Haie mitoyenne ou privative

Sujet vu 2482 fois - 14 réponse(s) - 1 page(s) - Créé le 05/02/13 à 11:25
> Droit de l' Immobilier


bob97, Nord, Posté le 05/02/2013 à 11:25
7 message(s), Inscription le 26/09/2009
Bonjour
J'ai acheté une propriété il y a quelques années.
Une haie qui s'élève à près de 3.50m me sépare de mon voisin. il prétend qu'elle est mitoyenne, l'ayant plantée selon lui sur la ligne séparative à frais partagés en accord avec un précédent occupant de mon immeuble et refuse d'élaguer son côté.
Mon acte d'acquisition ne fait pas état de cette mitoyenneté qui n'a donc pas été enregistrée à l'origine.
Les bornes d'origine étant "disparues", je les ai fait replacer à mes frais par un géomètre-espert. La haie, bien que située à moins de 50cms de la limite séparative, est implantée sur mon terrain et ne peut donc être considérée comme mitoyenne. Le PV de bornage a été accepté sans restriction par mon voisin.
Je me pose plusieurs questions :
1/- La haie étant entièrement sur mon terrain, puis-je l'élaguer sut toute son épaisseur, bien qu'il prétende en posséder la moitié.
2/- si j'en reste là, le voisin va continuer à entretenir la haie de son côté et, s'il parvient à prouver qu'il l'a plantée de bonne foi à ses frais, pourra-t-il dans quelques années user de son droit de prescription pour faire reconnaître la mitoyenneté de la haie bien qu'elle ne soit pas située sur la limite séparative.

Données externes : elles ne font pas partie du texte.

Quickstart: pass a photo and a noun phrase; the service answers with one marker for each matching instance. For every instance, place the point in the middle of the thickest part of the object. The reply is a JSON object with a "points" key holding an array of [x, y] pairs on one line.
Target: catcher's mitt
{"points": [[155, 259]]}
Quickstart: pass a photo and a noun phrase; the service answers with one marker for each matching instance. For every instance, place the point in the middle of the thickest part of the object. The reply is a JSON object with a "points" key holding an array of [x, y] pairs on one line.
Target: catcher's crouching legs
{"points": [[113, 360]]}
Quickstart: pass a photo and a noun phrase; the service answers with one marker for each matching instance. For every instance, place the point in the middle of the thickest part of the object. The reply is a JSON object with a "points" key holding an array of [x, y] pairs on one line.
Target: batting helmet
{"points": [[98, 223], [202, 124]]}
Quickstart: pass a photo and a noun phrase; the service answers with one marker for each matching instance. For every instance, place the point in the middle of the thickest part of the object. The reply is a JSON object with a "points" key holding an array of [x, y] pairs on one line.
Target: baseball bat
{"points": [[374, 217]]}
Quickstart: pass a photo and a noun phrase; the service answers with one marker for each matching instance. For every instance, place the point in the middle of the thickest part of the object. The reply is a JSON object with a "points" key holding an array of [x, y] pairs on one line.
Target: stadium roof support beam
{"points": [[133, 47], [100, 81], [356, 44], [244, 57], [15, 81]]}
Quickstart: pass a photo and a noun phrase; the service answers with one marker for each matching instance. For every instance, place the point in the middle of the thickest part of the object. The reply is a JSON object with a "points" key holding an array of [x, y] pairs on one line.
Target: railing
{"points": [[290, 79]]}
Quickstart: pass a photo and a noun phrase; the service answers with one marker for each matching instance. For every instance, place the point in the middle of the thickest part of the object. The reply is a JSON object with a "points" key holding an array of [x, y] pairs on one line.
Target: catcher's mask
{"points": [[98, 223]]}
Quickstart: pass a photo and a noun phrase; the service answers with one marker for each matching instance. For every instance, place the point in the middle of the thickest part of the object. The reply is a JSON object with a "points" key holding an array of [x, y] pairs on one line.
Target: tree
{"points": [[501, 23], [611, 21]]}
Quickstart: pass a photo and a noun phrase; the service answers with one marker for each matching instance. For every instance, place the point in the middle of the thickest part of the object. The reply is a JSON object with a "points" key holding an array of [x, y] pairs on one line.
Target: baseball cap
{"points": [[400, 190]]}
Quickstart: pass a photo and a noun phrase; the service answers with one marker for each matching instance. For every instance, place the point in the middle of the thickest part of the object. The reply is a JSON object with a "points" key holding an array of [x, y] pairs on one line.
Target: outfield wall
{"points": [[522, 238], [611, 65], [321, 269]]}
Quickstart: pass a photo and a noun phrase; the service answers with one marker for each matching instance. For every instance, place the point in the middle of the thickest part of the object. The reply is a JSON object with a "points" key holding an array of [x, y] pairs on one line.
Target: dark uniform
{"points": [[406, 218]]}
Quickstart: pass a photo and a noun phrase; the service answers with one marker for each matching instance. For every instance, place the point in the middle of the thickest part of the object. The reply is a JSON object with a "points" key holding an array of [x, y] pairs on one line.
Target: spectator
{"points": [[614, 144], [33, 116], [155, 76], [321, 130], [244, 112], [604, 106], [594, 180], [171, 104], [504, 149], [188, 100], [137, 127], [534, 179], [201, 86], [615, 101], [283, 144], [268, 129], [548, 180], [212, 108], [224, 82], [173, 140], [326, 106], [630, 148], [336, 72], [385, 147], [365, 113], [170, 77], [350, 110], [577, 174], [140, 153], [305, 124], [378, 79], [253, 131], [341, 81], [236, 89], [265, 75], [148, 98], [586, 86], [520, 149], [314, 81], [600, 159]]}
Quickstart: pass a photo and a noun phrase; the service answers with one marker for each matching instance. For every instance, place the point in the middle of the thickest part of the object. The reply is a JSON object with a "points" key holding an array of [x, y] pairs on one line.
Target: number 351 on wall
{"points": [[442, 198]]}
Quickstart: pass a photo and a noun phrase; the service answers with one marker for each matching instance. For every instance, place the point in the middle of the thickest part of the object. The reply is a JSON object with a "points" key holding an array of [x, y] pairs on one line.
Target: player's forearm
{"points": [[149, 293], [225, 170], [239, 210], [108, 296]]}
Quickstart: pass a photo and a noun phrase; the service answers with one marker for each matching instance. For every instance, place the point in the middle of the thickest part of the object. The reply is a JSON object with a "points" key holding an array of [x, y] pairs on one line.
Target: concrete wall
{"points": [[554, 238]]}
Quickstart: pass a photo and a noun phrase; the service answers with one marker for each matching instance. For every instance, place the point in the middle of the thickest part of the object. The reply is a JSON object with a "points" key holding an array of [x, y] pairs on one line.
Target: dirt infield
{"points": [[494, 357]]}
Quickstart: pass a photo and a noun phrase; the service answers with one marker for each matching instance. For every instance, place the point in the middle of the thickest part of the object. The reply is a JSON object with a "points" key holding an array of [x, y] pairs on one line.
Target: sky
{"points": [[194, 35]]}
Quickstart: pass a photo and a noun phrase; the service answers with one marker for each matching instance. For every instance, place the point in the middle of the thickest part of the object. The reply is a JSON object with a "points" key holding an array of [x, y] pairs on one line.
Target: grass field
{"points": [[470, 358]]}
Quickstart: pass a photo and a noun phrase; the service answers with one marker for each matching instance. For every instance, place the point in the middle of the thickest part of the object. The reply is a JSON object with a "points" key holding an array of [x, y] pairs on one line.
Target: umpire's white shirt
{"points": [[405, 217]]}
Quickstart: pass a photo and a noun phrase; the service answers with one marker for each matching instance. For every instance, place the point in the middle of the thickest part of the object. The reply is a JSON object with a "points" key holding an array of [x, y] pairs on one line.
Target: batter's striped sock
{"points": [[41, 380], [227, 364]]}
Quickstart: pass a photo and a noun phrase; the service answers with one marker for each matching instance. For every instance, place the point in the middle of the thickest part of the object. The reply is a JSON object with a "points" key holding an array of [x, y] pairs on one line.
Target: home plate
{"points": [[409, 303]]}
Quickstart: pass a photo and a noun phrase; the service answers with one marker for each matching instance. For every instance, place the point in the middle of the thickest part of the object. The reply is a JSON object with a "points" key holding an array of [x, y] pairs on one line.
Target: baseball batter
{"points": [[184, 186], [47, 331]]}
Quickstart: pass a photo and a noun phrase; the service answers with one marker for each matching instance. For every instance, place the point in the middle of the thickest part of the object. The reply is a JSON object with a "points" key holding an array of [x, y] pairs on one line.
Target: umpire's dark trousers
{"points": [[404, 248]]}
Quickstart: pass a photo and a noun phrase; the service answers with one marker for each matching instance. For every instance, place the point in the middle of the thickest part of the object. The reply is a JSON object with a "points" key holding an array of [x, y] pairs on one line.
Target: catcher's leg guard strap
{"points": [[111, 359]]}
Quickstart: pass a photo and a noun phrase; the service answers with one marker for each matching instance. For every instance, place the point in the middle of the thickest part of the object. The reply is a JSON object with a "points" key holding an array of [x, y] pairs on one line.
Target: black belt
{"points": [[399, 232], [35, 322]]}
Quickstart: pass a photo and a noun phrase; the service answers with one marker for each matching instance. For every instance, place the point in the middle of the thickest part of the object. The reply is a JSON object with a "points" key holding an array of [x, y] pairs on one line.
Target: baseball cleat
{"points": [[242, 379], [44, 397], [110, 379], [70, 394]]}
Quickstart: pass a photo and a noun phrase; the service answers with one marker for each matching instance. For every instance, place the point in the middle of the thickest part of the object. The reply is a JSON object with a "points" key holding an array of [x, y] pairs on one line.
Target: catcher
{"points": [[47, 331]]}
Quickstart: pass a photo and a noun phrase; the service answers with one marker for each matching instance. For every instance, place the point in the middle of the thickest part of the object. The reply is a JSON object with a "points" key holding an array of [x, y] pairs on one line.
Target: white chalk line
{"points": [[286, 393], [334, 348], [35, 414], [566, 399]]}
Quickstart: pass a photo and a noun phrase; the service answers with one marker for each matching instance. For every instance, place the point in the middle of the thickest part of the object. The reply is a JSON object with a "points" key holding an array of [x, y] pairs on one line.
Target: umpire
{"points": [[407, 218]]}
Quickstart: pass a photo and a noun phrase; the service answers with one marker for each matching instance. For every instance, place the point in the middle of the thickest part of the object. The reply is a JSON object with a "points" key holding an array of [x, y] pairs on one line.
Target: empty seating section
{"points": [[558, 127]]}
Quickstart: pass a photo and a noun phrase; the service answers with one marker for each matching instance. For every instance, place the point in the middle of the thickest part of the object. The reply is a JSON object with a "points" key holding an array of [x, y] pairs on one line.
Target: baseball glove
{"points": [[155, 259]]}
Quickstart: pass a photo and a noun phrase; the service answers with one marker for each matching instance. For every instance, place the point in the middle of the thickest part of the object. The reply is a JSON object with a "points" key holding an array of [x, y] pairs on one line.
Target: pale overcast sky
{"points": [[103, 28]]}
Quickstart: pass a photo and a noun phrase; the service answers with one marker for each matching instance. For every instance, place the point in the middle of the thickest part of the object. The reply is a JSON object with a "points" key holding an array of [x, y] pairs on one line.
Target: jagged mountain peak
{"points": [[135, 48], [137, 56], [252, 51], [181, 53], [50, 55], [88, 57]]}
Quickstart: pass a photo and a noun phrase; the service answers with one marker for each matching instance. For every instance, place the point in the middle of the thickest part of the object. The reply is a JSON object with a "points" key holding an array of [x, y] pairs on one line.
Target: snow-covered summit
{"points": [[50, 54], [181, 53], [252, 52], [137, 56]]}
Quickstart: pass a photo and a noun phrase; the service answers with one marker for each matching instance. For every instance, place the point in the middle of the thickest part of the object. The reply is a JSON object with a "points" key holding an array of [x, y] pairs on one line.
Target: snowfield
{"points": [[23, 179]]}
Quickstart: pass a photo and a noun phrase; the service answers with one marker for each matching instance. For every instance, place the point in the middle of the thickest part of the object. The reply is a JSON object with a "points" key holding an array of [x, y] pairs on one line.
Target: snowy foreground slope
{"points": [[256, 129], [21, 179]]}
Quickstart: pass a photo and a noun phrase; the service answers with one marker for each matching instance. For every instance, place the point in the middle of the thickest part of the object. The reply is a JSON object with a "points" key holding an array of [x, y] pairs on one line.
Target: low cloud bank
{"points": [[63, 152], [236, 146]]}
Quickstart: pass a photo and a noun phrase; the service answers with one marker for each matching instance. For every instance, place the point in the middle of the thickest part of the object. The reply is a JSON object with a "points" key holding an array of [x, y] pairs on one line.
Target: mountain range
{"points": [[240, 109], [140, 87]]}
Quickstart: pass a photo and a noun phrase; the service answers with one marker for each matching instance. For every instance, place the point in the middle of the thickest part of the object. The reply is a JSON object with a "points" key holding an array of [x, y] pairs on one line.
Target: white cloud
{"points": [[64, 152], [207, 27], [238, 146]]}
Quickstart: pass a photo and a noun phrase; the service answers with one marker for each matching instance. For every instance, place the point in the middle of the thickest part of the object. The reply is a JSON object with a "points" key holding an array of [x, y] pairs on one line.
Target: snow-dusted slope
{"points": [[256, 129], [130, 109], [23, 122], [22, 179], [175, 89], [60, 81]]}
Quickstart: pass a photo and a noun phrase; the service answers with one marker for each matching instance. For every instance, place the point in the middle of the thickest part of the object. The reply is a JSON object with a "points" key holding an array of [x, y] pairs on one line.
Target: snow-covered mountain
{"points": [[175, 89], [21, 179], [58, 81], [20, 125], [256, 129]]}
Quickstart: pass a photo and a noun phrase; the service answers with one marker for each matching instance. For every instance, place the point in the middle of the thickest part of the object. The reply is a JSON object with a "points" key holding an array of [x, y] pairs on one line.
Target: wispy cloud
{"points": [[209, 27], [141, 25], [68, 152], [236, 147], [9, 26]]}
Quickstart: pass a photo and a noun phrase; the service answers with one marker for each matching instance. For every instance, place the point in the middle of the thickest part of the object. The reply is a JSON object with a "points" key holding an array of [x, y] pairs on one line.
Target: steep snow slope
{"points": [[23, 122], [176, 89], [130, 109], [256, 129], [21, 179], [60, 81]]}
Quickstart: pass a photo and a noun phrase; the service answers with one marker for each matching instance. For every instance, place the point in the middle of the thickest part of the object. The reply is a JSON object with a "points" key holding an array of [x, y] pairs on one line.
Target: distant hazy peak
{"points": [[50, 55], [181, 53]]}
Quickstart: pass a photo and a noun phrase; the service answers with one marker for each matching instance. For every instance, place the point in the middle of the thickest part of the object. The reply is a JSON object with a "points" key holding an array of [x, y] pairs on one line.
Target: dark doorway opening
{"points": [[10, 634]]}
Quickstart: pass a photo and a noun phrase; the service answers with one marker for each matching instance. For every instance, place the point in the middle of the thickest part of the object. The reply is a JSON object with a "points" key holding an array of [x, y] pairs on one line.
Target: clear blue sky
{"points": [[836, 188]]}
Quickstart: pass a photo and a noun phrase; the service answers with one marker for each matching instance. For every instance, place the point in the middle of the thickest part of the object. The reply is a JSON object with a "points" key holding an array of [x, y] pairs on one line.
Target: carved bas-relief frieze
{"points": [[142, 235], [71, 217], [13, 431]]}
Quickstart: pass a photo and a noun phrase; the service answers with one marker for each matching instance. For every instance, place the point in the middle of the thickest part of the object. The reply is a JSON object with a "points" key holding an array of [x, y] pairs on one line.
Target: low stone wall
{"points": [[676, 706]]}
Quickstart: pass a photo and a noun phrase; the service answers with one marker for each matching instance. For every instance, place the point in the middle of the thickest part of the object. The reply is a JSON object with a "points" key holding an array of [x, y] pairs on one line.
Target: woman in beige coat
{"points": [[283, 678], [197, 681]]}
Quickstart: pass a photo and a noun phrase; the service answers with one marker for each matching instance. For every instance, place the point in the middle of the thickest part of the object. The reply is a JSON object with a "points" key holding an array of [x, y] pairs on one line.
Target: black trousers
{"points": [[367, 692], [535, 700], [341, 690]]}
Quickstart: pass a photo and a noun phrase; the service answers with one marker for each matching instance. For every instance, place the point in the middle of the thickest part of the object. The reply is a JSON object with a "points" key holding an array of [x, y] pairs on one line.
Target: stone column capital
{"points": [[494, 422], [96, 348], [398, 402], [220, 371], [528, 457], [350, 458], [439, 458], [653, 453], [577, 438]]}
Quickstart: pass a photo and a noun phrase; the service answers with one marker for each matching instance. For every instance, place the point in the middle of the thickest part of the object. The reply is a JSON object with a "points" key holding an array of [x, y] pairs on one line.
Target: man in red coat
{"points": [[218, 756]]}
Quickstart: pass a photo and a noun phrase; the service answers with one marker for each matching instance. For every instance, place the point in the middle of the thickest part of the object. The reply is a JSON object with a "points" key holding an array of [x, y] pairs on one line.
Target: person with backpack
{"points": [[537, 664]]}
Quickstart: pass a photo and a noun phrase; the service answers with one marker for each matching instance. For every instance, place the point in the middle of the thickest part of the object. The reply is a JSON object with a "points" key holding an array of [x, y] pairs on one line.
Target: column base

2/- Il semblerait que j'ai la possibilité, soit de conserver cette haie qui deviendrait ma propriété privative, soit de lui faire arracher à ses frais. est-il nécessaire pour cela de porter l'affaire devant le Juge?
Est-ce du ressort du TI ou du TGI?
Si le recours au Juge n'est pas nécessaire :
- comment faire reconnaître que cette haie est ma propriété privative si je décide de la conserver?
- autrement, puis-je l'arracher sans autre forme de procès si je choisis cette option?
Je souhaiterais règler le problème à l'amiable mais je crains que cela ne soit guère possible.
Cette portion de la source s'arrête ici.